Using Unicode-only characters in script strings

kai · March 26, 2006, 7:39pm

For most scripting needs, the range of characters from the system’s primary text encoding (determined by the first language listed in the International preference pane) should be adequate. However, for the occasional string value, we may want to use a few characters beyond that range.

By defining a unique number for every character - whatever the platform, environment or language, Unicode offers a way around the restrictions of a limited character palette. This perhaps explains why the Unicode standard has been adopted and implemented in so many recent technologies. * The Unicode standard’s Basic Multilingual Plane (BMP) extends our character palette from 256 (in the so-called ‘extended ASCII’ range) to a potential 65,536 - generally considered enough to cover all the commonly used characters from all the languages of the world. And if the 4-digit Unicode codepoints within the BMP aren’t enough, there are also 5-digit hexadecimal codes (a total of well over a million characters)…

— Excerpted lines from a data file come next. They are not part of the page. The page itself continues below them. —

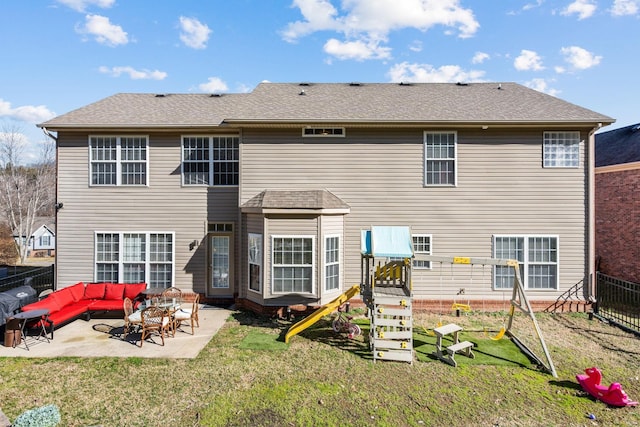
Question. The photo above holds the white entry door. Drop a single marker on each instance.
(220, 252)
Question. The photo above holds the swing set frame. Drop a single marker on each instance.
(518, 301)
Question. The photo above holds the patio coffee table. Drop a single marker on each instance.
(27, 316)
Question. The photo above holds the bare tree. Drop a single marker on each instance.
(25, 191)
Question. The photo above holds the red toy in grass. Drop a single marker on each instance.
(612, 395)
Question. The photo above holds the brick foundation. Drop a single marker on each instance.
(429, 306)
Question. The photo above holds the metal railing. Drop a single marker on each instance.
(618, 302)
(39, 278)
(573, 299)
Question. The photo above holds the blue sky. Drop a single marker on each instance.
(59, 55)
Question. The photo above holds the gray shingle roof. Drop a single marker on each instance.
(618, 146)
(337, 103)
(305, 199)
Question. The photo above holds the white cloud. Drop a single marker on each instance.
(541, 85)
(528, 60)
(103, 30)
(479, 57)
(358, 49)
(194, 33)
(625, 7)
(81, 5)
(425, 73)
(213, 85)
(26, 113)
(416, 46)
(133, 73)
(583, 8)
(365, 24)
(580, 58)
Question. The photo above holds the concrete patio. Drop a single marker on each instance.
(103, 338)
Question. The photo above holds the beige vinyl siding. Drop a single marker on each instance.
(501, 189)
(162, 206)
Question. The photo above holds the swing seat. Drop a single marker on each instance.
(498, 336)
(459, 306)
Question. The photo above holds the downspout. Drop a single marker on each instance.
(55, 268)
(591, 209)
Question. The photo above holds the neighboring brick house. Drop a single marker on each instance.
(617, 178)
(42, 242)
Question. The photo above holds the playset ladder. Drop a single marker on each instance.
(391, 316)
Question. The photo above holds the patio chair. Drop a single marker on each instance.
(172, 292)
(154, 320)
(132, 319)
(188, 311)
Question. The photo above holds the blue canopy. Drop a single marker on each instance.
(387, 241)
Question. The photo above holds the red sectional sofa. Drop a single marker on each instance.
(74, 301)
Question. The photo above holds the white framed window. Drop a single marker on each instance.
(331, 263)
(421, 245)
(118, 160)
(326, 132)
(440, 152)
(210, 160)
(255, 262)
(538, 258)
(123, 257)
(561, 149)
(292, 264)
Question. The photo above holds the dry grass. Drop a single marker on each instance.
(325, 379)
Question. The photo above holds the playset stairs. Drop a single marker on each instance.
(391, 333)
(389, 301)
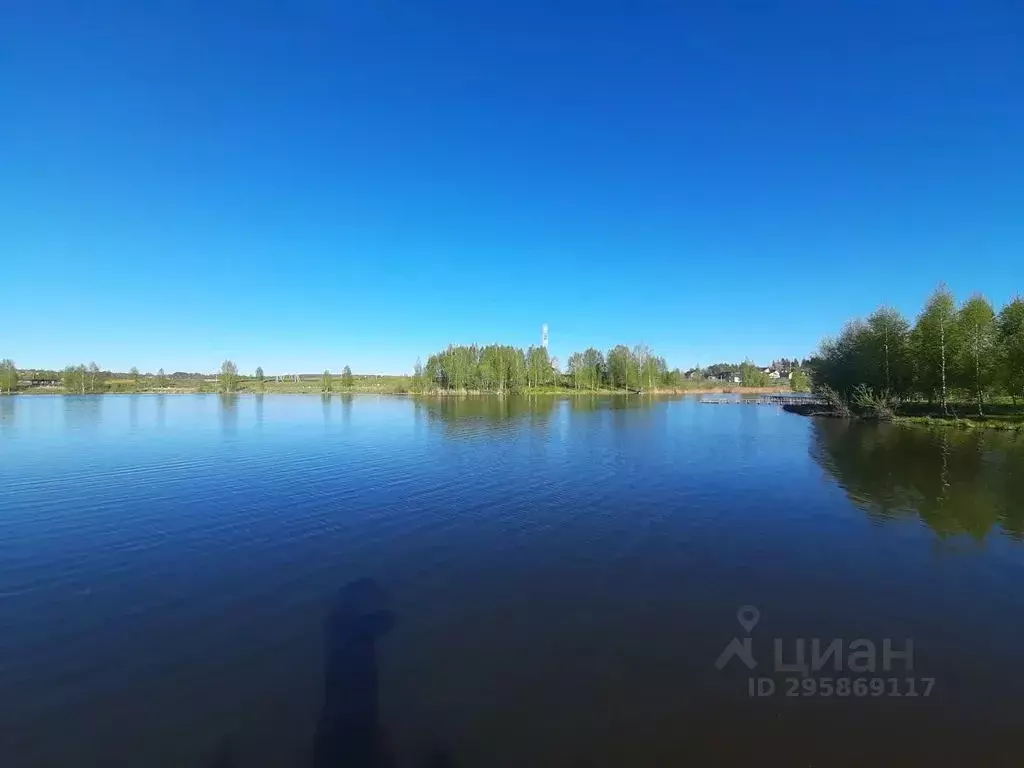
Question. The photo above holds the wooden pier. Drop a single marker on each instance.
(761, 399)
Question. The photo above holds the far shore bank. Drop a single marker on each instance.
(312, 389)
(1008, 420)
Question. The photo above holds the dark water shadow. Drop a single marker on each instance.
(349, 733)
(956, 482)
(258, 402)
(8, 414)
(228, 413)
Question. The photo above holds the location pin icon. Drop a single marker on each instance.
(748, 616)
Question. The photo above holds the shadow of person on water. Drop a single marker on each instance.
(348, 732)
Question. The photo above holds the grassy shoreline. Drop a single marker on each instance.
(1003, 419)
(366, 388)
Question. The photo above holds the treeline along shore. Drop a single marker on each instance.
(458, 370)
(957, 363)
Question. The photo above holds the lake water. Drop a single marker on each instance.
(553, 583)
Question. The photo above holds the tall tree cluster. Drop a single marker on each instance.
(952, 351)
(8, 376)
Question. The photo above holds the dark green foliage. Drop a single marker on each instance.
(950, 354)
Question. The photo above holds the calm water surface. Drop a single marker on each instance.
(559, 578)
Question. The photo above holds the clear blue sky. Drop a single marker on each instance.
(307, 184)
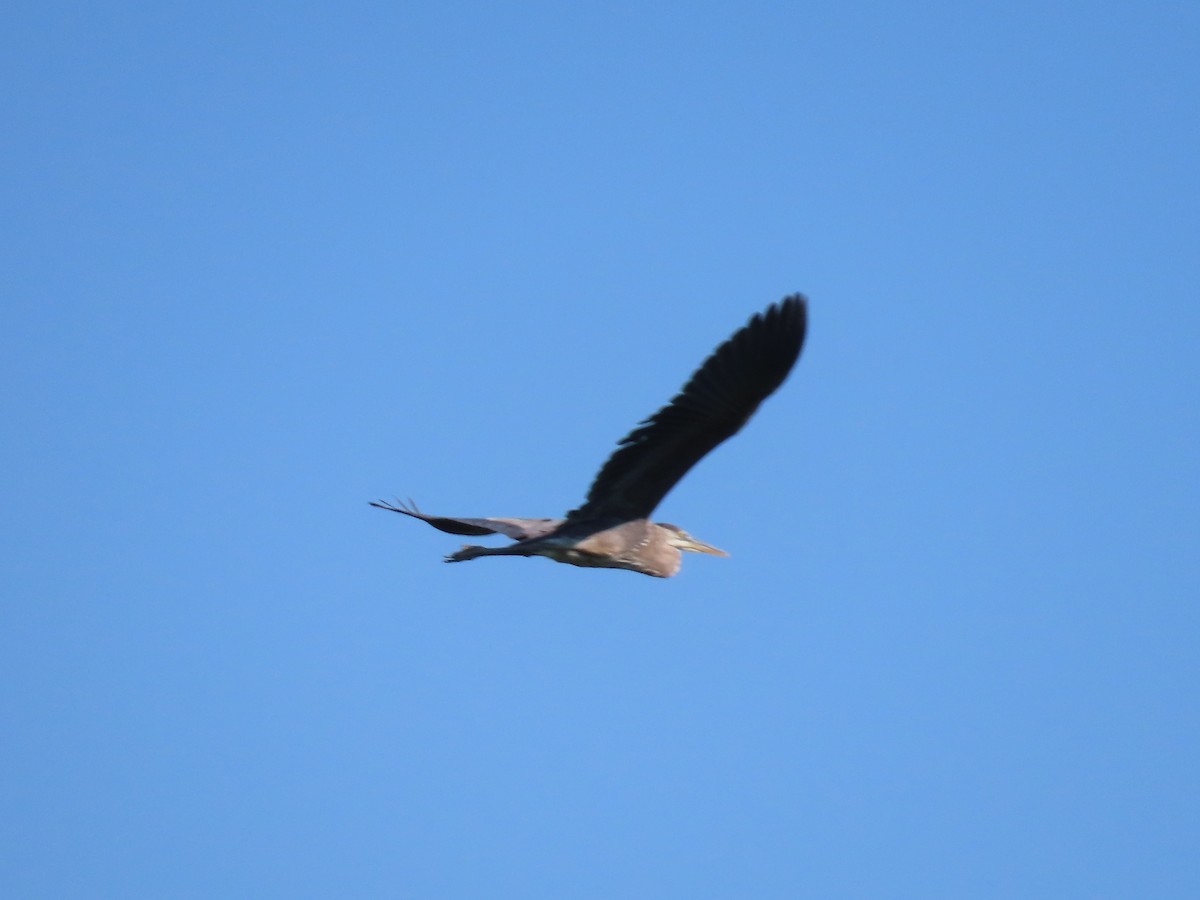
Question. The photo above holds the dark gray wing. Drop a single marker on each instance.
(516, 528)
(713, 406)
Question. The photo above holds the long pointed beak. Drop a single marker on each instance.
(701, 547)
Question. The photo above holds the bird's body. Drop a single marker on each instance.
(612, 529)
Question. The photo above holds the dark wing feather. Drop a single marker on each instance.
(515, 528)
(715, 403)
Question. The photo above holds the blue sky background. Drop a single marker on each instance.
(267, 263)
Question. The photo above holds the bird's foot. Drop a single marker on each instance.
(469, 551)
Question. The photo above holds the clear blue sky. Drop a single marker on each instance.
(265, 263)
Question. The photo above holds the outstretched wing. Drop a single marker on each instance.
(516, 528)
(714, 405)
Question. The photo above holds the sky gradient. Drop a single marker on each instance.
(268, 264)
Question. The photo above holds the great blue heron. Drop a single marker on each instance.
(612, 528)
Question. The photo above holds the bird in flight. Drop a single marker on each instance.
(612, 529)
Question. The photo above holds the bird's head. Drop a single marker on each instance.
(678, 538)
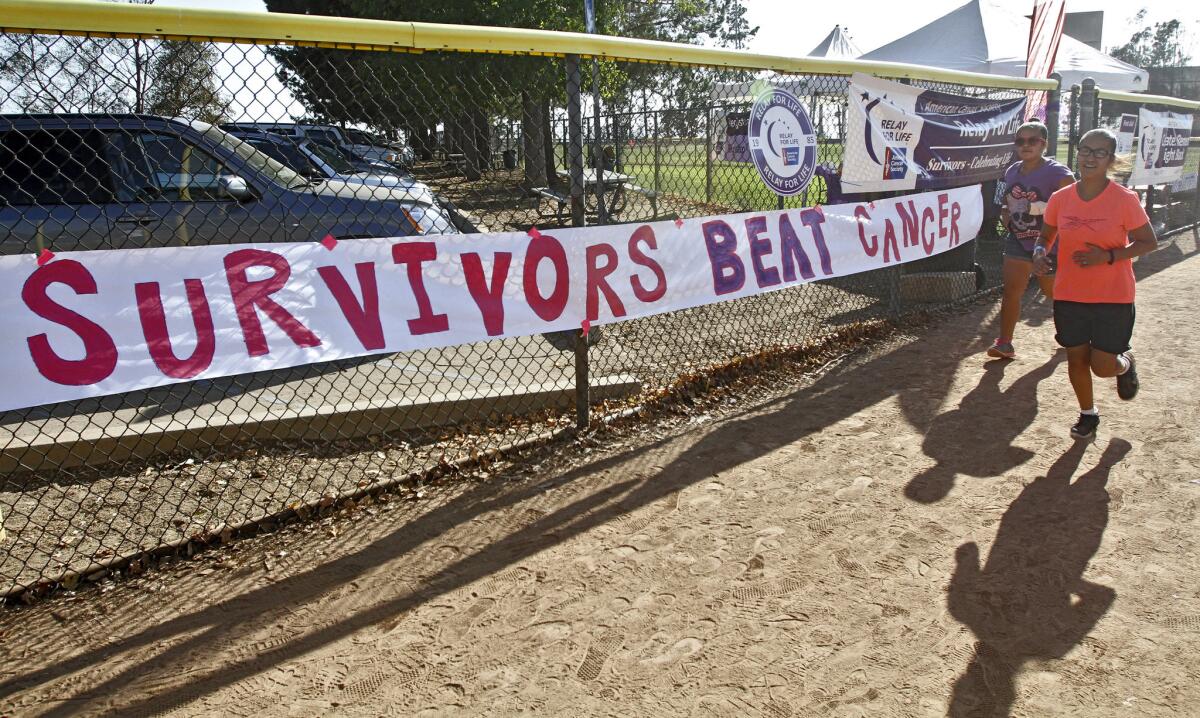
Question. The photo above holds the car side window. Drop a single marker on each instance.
(52, 167)
(181, 171)
(135, 179)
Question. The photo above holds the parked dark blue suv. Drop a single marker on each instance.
(84, 181)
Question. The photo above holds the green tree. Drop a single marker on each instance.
(1155, 46)
(465, 93)
(184, 84)
(63, 73)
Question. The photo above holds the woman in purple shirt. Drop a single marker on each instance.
(1029, 184)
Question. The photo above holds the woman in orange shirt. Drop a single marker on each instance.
(1101, 226)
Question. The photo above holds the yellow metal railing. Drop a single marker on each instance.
(75, 17)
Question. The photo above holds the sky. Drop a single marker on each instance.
(786, 28)
(796, 27)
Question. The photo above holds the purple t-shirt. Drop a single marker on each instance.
(1026, 196)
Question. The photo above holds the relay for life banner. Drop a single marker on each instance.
(112, 321)
(900, 137)
(1162, 148)
(1126, 131)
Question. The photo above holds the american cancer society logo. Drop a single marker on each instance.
(783, 144)
(895, 162)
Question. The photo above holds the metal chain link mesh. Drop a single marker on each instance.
(114, 143)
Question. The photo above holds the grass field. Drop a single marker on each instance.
(681, 169)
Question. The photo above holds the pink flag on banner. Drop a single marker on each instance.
(1045, 33)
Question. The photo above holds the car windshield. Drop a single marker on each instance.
(273, 169)
(360, 137)
(322, 135)
(329, 156)
(289, 155)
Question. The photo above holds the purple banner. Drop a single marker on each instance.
(900, 137)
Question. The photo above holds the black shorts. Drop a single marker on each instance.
(1105, 327)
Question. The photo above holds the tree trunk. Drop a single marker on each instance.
(533, 127)
(547, 138)
(477, 143)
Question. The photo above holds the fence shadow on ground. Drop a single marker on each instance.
(1030, 600)
(921, 372)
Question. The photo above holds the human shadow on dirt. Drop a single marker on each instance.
(976, 437)
(1030, 600)
(922, 372)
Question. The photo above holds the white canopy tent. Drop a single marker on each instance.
(985, 36)
(837, 45)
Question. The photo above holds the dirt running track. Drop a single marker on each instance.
(909, 533)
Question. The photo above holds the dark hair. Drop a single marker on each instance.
(1036, 125)
(1107, 135)
(1116, 165)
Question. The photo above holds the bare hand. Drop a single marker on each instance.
(1091, 256)
(1041, 264)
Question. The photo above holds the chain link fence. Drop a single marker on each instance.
(1173, 207)
(141, 142)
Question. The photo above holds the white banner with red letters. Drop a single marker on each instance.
(105, 322)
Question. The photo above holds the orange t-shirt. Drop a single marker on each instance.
(1104, 221)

Great. So if we need a few extra Unicode characters in our script, we can just copy, paste and run - right?

Well… not quite. Certainly, we can copy and paste Unicode text in a number of applications - including Script Editor. But AppleScript compiles scripts using the system’s primary encoding. So while freshly pasted text will normally be displayed accurately in a Script Editor window, any Unicode-only characters will become mangled as soon as the script is compiled/run. However, once Unicode text is stored in an AppleScript variable, it can be used like any other variable - and the Unicode encoding should, for the most part, be preserved. * Even if a Unicode character is available on a system, it may not necessarily display correctly in Script Editor’s result pane. However, it should do so in a dialog or appropriately configured application.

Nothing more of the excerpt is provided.